And I can understand where it comes from, to a degree. Yes, agents have ideas about how to pitch things. And they have ideas about what is popular. And they have ideas about what sounds like good writing. And for heaven's sake, yes, put two agents in a room together and they may disagree on all but one thing that they both prefer to see. (Want evidence of that, mosey on over to WriteOnCon and visit the live chat transcripts from this last year's conference.) But all those things they say work? They're things they've seen work. When you view 100 queries a day—and I can't fathom that, the most I ever saw as the slushpile reader was ten!—you have a sense of what is going to make an individual query stand out in those 100. They aren't "rules." As someone who sat on first one side of the desk and is now sitting in a tiny kid's chair on the other, as near as I can tell, there is only one rule:
Write an awesome and marketable book.
Take the time to pitch it well.
And then, be ready to keep pitching, and to keep revising, and to keep working.

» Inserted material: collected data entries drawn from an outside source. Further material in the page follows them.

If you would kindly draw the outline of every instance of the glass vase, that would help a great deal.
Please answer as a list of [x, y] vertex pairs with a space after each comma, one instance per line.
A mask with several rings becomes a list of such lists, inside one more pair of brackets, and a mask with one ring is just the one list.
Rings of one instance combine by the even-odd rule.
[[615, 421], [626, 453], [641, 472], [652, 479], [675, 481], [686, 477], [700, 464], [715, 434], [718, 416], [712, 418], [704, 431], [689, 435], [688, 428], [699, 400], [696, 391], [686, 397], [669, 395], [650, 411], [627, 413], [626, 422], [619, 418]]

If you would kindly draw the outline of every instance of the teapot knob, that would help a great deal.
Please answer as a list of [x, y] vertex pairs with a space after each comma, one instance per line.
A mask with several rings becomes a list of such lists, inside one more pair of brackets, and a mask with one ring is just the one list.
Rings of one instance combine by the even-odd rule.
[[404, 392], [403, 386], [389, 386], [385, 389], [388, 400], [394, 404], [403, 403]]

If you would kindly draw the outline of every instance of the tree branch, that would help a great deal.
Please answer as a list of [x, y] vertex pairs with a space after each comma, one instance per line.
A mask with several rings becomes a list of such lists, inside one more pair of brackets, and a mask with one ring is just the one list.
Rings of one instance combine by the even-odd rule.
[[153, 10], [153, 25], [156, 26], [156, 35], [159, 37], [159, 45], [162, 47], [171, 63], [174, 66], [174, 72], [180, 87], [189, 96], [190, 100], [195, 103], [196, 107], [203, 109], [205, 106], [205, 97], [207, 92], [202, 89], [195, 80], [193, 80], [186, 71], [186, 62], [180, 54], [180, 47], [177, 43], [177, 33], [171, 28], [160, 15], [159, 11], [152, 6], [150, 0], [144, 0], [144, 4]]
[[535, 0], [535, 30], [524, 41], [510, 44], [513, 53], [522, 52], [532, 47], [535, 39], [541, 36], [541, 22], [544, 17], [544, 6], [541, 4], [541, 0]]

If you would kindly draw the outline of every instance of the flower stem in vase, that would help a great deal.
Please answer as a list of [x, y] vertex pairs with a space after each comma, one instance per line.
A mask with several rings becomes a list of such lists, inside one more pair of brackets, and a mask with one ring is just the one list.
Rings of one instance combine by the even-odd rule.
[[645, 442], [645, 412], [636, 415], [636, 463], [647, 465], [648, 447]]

That's all. Yeah, you can get caught up in write the query this way, write the query that way, don't use a penname, do use a penname, don't ever send an email with an attachment, don't double-space in an e-mail, do double space in an email, yadda yadda. But in the end, I've found that it's more about just using common sense, and being professional, and first and foremost, having a good book.
Of course, I'm not agented yet, so, take that with the requisite canister of salt. But in the meantime, I'm holding fast to a great piece of advice I stumbled across just as I was starting on this whole adventure (and I wish I could remember the source, but I don't--if someone knows, please help!):
There's a term for writers who don't give up: Published.